Foi o que aconteceu com a história da checa Milada Horáková, que lutou contra os nazis e contra os comunistas, levando a que fosse enforcada por estes últimos em 1950, a paga para quem militava contra a falta de liberdade, o oxigénio da vida. Mulher desconhecida entre nós, mas que, tal rosa de Jericó, soprada pelos ventos da cultura, acabou por ressuscitar em minhas mãos, obrigando-me a pensar na maldade e na perseguição que os homens fazem uns aos outros. Não fui o único a ler esta história, outros também o fizeram e passaram a dar movimento a outras histórias, como o caso de uma checa que, já depois da liberdade do jugo comunista, foi ao seu país para assistir à morte do velho avô, médico, que, na altura do domínio totalitário, ouvia a "Voz da América", desafiando a vigilância dos controladores da consciência humana, gente ordinária, capaz das maiores atrocidades. Agora, sabia que estava a morrer em liberdade, fez o seguinte pedido à neta: - "Lenka, fazes-me um favor? Telefonas para "A Voz da América" e diz-lhes que "eles" aqui agora já deixaram de me perseguir".

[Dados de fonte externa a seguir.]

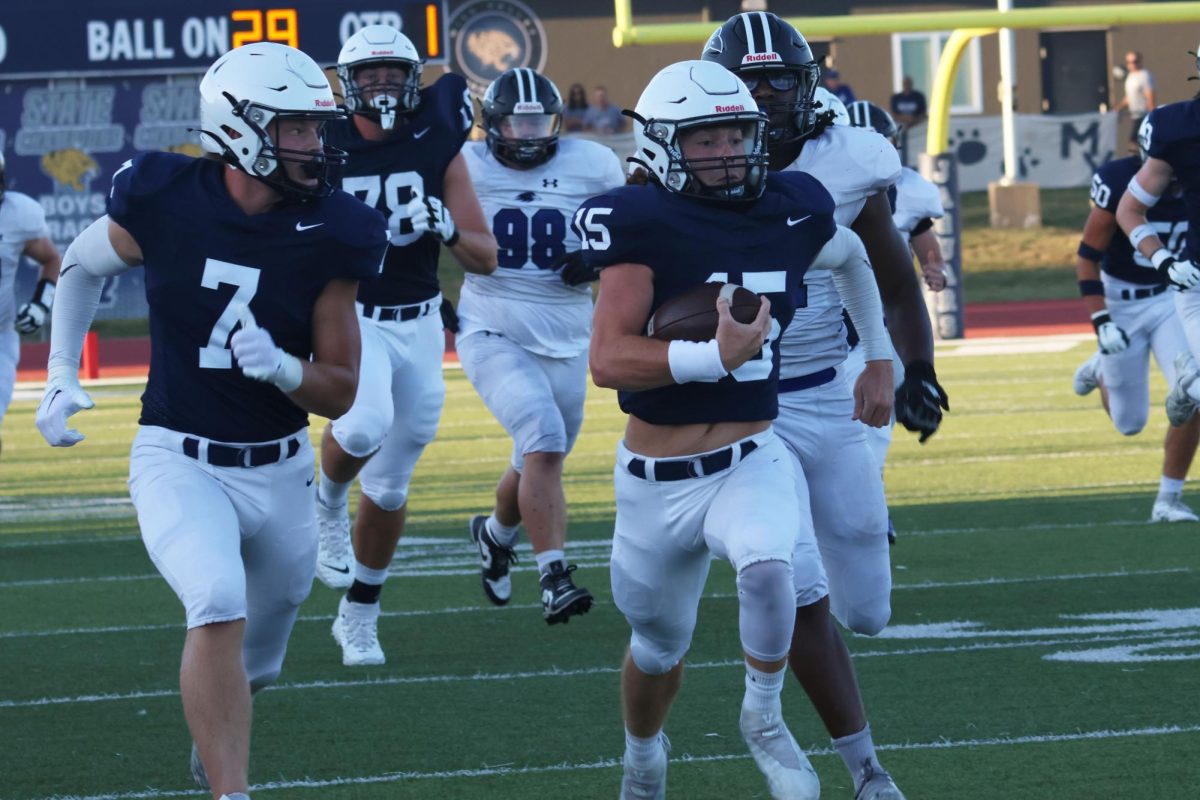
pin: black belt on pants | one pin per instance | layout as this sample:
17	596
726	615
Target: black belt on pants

Considero estes dois casos como verdadeiras "rosas de Jericó". Hoje desabrocharam. Amanhã poderão voltar ao estranho repouso, mas estou certo de que irão ressuscitar vezes sem fim ao longo dos tempos.
Horáková criou algo imortal que merece ser ressuscitado, e o velho médico checo, cujo nome desconheço, sei apenas que a neta se chama Lenka, também tem uma história para viver, que hoje me alimentou, ao recordar o significado da liberdade, um bem que pode vir a escassear...
«...recordar o significado da liberdade...»
ResponderEliminarO que devemos recordar em concreto, caro Professor?
Uma vez que, para uns, liberdade significa, ter o poder de fazer segundo a sua vontade; enquanto que, para outros, liberdade significa, poder não ser obrigado a fazer aquilo que outros querem que faça... ouseja; contra a sua vontade.
Bartolomeu.
ResponderEliminarDefinir o significado de liberdade é idêntico à definição de tempo. Houve quem dissesse, relativamente à seguinte pergunta: "O que é o tempo? Se não me perguntarem sei o que é". Quanto à liberdade posso dizer -lhe, saberá quando a perder...
Peço-lhe desculpa caro Professor mas, discordo da conclusão do seu comentário.
ResponderEliminarNo meu conceito, aquilo que defino como liberdade: não fraquejar nem ceder perante o uso abusivo do poder, é algo genético, não se conquista, nem se perde. É algo que faz parte de nós, que nos está no sangue.
Contudo, não desdenho daqueles que pensam que a liberdade é um bem supremo, pela conquista e em defesa do qual, nos compete lutar com todas as forças. No entanto, para estes, a perca, poderá acontecer...
Caro amigo Bartolomeu.
ResponderEliminarDesconheço a "genética da liberdade". Em contrapartida, há evidências genéticas do contrário,ou seja,dominar, vencer, atacar, agredir, enganar, matar, forças biológicas poderosas que estão em conformidade com o processo evolutivo. Sendo assim, o conceito de "liberdade" é uma construção cultural, recente, e que se opõe aos aspetos negativos daquelas forças.
O nosso desacordo pode dever-se ao facto de estarmos a falar de coisas diferentes, não sei.
Sem dúvida, caro Professor.
ResponderEliminarFico-lhe grato pela atenção que dispensa aos meus comentários.
Caro Professor:
ResponderEliminarDe facto, a liberdade é um bem muito escasso. Por força de demagogos que desse bem se reclamam em exclusivo, muitas vezes é consumida em excesso, o que leva à sua falta por tempos indeterminados. Matam a galinha dos ovos de ouro. Já nos tem acontecido. Oxalá não venha outra vez a acontecer.